Bruce Mitchel Kogut (born 1953) is an American organizational theorist, and Professor of Leadership and Ethics, Director of the Stanford C. Bernstein Center for Leadership and Ethics at the Columbia Business School.[1] [2] He is particularly known for his work on corporate governance, and with Udo Zander on knowledge-based theory of the firm.[3] [4]
Kogut obtained his BA in Political Science in 1975 at the University of California, his MA in International Affairs in 1978 at the Columbia University, New York and in 1983 his PhD at the MIT Sloan School of Management.[5]
After graduation in 1983 Kogut started his academic career at the Wharton School of the University of Pennsylvania as Assistant Professor at the Department of Management, where he got promoted Associate Professor and eventually Chaired Professor. From 1993 to 1995 he was also Director of Wharton's Emerging Economies Programs, and from 1997 to 2000 Associate Dean for its Doctoral Programs. From 1994 to 2002 he also co-directed the Reginald H. Jones Center for Management Policy, Strategy, and Organization. In 2003 he moved to INSEAD, where he was appointed the Eli Lilly Chair in Innovation, Business and Society. From 2004 to 2006 he was also Scientific Director at the EIASM in Brussels, and from 2005 to 2007 founding Director of Insead Social Entrepreneurship Program. Since 2007 back in the United States he is Sanford Bernstein Chaired Professor at the Columbia Business School.[5]

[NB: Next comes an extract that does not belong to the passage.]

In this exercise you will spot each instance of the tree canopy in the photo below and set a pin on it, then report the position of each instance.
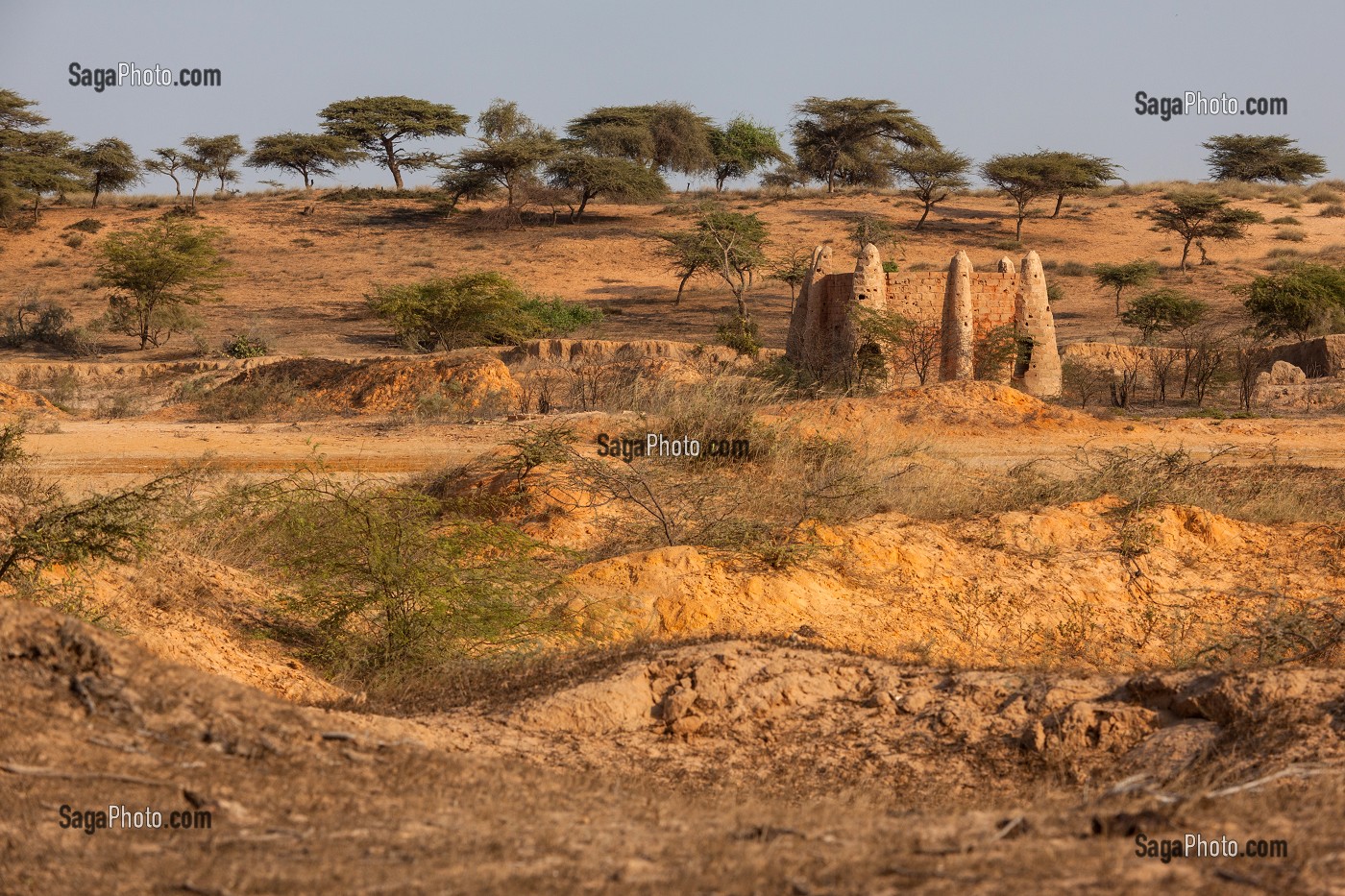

Kogut's research interests are in the field of "comparative and economic sociology, strategy, comparative methods, social entrepreneurship, and governance."[5]
Kogut teaches courses on Governance, Governance and Ethics, and Business Strategies and Solving Social Problems and holds a courtesy affiliation in the Department of Sociology at Columbia University.[6]